KDM4A regulates the maternal-to-zygotic transition by protecting broad H3K4me3 domains from H3K9me3 invasion in oocytes.

Abstract

The importance of germline-inherited posttranslational histone modifications on priming early mammalian development is just emerging1–4. Histone H3 lysine 9 (H3K9) trimethylation is associated with heterochromatin and gene repression during cell-fate change5, while histone H3 lysine 4 (H3K4) trimethylation marks active gene promoters6. Mature oocytes are transcriptionally quiescent and possess remarkably broad domains of H3K4me3 (bdH3K4me3)1,2. It remains unknown as to which factors contribute to the maintenance of the bdH3K4me3 landscape.
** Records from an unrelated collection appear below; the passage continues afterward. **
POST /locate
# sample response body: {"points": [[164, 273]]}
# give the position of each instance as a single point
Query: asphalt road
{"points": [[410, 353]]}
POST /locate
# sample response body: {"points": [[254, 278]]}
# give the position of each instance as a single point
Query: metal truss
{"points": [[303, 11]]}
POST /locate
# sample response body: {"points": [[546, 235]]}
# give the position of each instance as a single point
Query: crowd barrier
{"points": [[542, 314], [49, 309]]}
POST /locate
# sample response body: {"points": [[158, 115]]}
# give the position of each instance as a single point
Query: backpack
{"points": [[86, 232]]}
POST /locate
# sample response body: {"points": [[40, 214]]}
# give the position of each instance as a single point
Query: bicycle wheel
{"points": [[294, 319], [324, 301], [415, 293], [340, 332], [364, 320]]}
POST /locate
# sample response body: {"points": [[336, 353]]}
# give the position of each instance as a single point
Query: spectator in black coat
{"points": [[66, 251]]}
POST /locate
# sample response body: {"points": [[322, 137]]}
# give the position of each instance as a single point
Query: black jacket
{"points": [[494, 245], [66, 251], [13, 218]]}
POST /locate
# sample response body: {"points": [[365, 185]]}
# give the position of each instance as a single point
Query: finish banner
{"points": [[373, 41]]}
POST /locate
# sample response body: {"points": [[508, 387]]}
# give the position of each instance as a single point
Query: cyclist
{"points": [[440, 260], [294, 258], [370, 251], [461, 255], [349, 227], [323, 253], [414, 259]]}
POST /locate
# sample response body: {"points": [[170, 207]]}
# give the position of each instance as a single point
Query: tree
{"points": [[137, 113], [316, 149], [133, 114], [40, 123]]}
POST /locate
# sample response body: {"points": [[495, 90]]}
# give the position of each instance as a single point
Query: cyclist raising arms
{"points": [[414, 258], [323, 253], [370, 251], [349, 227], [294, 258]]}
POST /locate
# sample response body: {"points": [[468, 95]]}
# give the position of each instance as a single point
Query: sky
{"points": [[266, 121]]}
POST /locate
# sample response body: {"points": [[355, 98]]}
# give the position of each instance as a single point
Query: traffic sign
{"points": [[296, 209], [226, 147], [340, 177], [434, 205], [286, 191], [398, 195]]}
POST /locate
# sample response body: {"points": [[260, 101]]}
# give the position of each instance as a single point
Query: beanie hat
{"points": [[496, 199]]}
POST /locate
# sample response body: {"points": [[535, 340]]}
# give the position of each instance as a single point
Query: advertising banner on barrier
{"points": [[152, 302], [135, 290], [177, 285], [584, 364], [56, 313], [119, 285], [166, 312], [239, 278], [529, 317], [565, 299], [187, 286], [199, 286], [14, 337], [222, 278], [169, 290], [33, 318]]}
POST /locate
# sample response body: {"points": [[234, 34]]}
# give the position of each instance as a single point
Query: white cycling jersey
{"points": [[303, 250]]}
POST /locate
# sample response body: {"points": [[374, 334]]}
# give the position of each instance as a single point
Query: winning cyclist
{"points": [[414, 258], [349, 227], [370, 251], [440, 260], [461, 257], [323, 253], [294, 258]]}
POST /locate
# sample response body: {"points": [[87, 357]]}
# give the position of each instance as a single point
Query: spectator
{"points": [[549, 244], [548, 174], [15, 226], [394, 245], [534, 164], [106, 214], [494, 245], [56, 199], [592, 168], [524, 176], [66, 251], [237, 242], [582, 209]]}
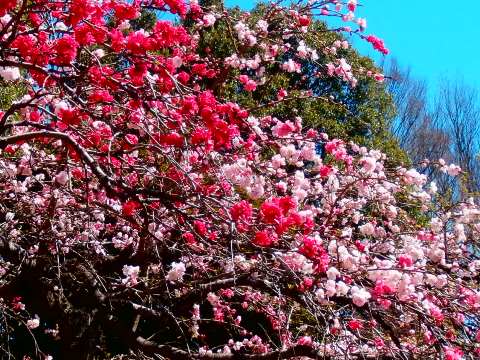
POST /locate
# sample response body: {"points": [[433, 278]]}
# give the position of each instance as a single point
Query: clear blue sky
{"points": [[434, 37]]}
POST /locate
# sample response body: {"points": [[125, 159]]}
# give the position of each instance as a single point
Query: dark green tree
{"points": [[362, 113]]}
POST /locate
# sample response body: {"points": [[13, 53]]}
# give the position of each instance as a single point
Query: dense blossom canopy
{"points": [[140, 214]]}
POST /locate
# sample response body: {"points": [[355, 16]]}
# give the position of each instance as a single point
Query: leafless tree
{"points": [[457, 111]]}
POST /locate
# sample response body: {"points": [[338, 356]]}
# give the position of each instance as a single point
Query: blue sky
{"points": [[434, 37]]}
Lysine-specific demethylase 4A (KDM4A) demethylates H3K9me3 at promoters marked by H3K4me3 in actively transcribing somatic cells7. Here, we report that KDM4A-mediated H3K9me3 demethylation at bdH3K4me3 in oocytes is crucial for normal preimplantation development and zygotic genome activation (ZGA) after fertilization. Loss of KDM4A in oocytes causes aberrant H3K9me3 spreading over bdH3K4me3, resulting in insufficient transcriptional activation of genes, endogenous retroviral elements and long terminal repeat initiated chimeric transcripts during ZGA. The catalytic activity of KDM4A is essential for normal epigenetic reprogramming and preimplantation development. Hence, KDM4A plays a crucial role in preserving maternal epigenome integrity required for proper ZGA and transfer of developmental control to the embryo.